I also suggest the use of outcome mapping (and its close cousin, outcome harvesting) as a means of capturing unplanned as well as planned outcomes. I like these methods because they only look at changes, and then try to find out what led to those changes. Again, it's about evaluation rather than judgment.

Comments

  • Gerald Ardito November 2, 2018 - 11:59am

    Jon,

    I really enjoyed reviewing the slide deck. If you have any audio, it would be great to be able to hear the presentation itself.

    I was unaware of Outcome Mapping or Outcome Harvesting, so I look forward to learning more about them.

    Particularly intriguing to me is how much tunnel vision gets added by not looking at all learning outcomes. So, thanks for that.

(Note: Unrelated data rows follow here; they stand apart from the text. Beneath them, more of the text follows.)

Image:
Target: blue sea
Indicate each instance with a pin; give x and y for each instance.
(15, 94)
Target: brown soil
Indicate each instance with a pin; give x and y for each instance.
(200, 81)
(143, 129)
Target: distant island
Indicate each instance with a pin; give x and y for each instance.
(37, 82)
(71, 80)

  • Jon Dron November 2, 2018 - 2:32pm

    Thanks Gerald!

    Yes, I had an 'aha' moment when I drew the Venn diagram and mapped it to intended outcomes. I've said as much in so many words many times before but, seeing it laid out in front of me, it just seemed so obvious that the only thing we should ever assess is (in positive terms) what a student has learned. It's good news if that happens to overlap with what we are trying to teach and what we are trying to assess, but that's not the main point. Another nice thing about thinking this way is that, if a student achieves outcomes that we did not intend, but that happen to overlap with something else we assess (e.g. a different course) it can be used as evidence towards that, too. This does mean that we need to have a pretty fair idea of our intended outcomes across the whole institution (or at least a whole program), and thus will run into the many problems of misusing learning outcomes as currency/bureaucratic measurement tools, but it might be a way to sell the idea to those in charge.

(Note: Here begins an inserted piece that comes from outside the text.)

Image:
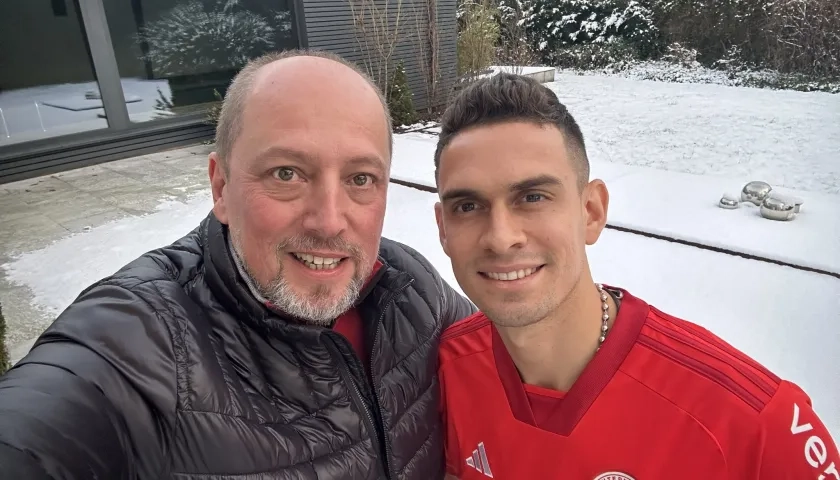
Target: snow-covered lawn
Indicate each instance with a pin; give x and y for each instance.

    Alas, no audio or recording of any kind.

    I came across the concept of outcome mapping/harvesting at the International Federation of National Teaching Fellows conference earlier this year and it resonated with many of the things I have been grappling with over recent years. The details are fairly mundane and obvious - it's a project management tool for dealing with complex projects and emergent/unanticipated/fuzzy outcomes, but the general principle of identifying change (any change) as an outcome, and working back from that to discover what led to it makes an awful lot of sense to me in a learning context. The act of mapping itself is a highly reflective and potentially very effective pedagogical process in its own right, so it's a good idea even if bureaucracy prevents you from actually using those outcomes in summative assessment. If the powers that be prevent you from adding new outcomes (or from removing those that are pre-ordained) you can always add an outcome along the lines of 'be a reflective practitioner' or 'demonstrate the ability to be a lifelong learner' or 'critically evaluate their learning in the field' to the specified outcomes, but I think it is way more useful if we are allowed to be flexible in specifying criteria for success on a per-student basis.  

    Jon

  • Gerald Ardito November 7, 2018 - 7:10am

    Jon,

    In a chunk of time full of synchronicity, I have been wondering about the same things. 

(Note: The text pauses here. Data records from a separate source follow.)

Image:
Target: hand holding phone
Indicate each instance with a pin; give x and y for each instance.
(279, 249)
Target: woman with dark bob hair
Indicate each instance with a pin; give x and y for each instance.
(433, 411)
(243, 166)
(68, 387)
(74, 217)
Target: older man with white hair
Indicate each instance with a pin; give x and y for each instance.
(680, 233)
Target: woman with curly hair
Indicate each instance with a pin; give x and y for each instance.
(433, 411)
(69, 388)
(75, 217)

    I have been working with my teacher candidates in designing curriculum, specifically units of study and lesson plans for elementary school students. They are good students and very committed to being good teachers, but all of there work amounted to an addition problem = fact 1 + fact 2 + fact 3 = learning. You can imagine that the assessments they designed were very traditional and linear as well.

    I have been working with them pretty intensely around seeing that their job is to create learners and people in love iwth learning, not pushing content. I want to investigate outcome mapping and outcome harvesting further as tools that they could be possibly using to change their thinking and practice.